Operations on missing values

In Julia 0.7 what is the consensus about the best practice for handling missing arguments in combination with functions that do not accept missing values by design?

What I mean is that currently we have for example:

julia> x= ["A", "b", "AB", missing]
4-element Array{Union{Missing, String},1}:
 "A"
 "b"
 "AB"
 missing

julia> lowercase.(x)
ERROR: MethodError: no method matching lowercase(::Missing)

so what you have to do is:

broadcast(v-> ismissing(v) ? missing : lowercase(v), x)

if I remember there were earlier discussions about this but I could not find the conclusion. What essentially I am looking for is a function similar to skipmissing but passing them through like (probably a shorter name would be nice as this function would be heavily used):

passmissing(f, x) = ismissing(x) ? missing : f(x) # maybe this special case is not needed if the later is fast for f accepting a single argument
passmissing(f, x...) = any(ismissing, x) ? missing : f(x...)

and now you can write passmissing.(lowercase, x) to get the desired result.

4 Likes

With Missing defined in Base there really should be a generic fallback I guess.

Maybe Missings could provide some lift(f) that does:

lift(f)(::Missing) = missing
lift(f)(x) = f(x)

and maybe some @lift macro that would lift all functions in a code block, though the details on the macro side may be a bit tricky to figure out exactly.

Yeah, that’s another possibility, so something like:

lift(f) = (x...) -> any(ismissing, x) ? missing : f(x...)

Though lift(f)(x) doesn’t look great compared with lift(f, x).
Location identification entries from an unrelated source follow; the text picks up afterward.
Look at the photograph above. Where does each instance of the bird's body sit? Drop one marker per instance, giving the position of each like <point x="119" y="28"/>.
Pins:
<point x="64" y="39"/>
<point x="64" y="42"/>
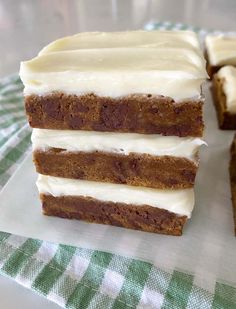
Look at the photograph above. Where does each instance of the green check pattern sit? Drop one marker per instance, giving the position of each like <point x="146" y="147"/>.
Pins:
<point x="81" y="278"/>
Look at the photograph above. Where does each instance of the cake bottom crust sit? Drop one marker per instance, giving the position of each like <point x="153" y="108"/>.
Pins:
<point x="144" y="218"/>
<point x="226" y="120"/>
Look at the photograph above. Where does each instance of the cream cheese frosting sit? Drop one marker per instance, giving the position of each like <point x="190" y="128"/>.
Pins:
<point x="228" y="74"/>
<point x="123" y="143"/>
<point x="180" y="202"/>
<point x="167" y="63"/>
<point x="221" y="49"/>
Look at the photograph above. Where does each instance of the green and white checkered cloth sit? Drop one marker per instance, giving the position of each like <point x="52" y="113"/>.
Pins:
<point x="81" y="278"/>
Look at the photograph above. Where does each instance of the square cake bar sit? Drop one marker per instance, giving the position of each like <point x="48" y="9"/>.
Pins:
<point x="117" y="125"/>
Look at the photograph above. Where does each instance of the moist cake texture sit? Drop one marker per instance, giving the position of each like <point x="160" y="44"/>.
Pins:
<point x="136" y="159"/>
<point x="146" y="114"/>
<point x="118" y="123"/>
<point x="224" y="95"/>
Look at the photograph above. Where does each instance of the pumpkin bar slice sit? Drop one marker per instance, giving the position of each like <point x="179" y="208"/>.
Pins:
<point x="224" y="95"/>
Same for lift(f).(X) vs. lift.(f, X).

A @lift macro would be nice, at least it would allow keeping normal syntax after it. It shouldn’t be too hard to support as you just need to find call nodes and adapt them.

This may be a very technical point, but I was thinking that one could use a generated function (rather than anonymous function) so that you could check if any of the arguments is missing at compile time, not sure how much it matters. Maybe it’s good in some cases (say few arguments) and bad in others.

Yes, we would have to be very careful about performance when writing the actual implementation. Thanks to the any recursive definition for small tuples, the simple definition could be quite fast, but maybe splatting is too costly and we’d need either a generated function or special cases for small numbers of arguments.

1 Like
  1. My thinking was that specialized cases for small tuples might be needed but this requires benchmarking (a PR for a similar case is open here https://github.com/JuliaLang/julia/pull/16604 with different options compared).
  2. I was also considering a macro; then we have to take into account that some functions have handle missing argument and this should not be overridden.
  3. I prefer lift(f,x) syntax as it is shorter and allows do syntax. What advantages of lift(f)(x) over lift(f,x) do you see?

and I guess everyone accepts lift as a name, which is great as it is short which is important in this case I think.

I thought the whole point of missing was that it was supposed to propagate automatically? Shouldn’t we just get lowercase(::Missing) = missing? Lift might be good for lowercase(::Nothing)

At least for now we would have to define this behavior for all functions that should support it (and the consensus is that for functions operating on strings a PR adding such support should be done).

However, as I have noted above - in general not all should be lifted automatically as some functions might want to accept missing as a valid argument. Consider for example vcat(missing) it returns 1-element array containing missing (as expected) and not missing. The same might be with user defined functions.

But I agree that unfortunately this is a bit awkward.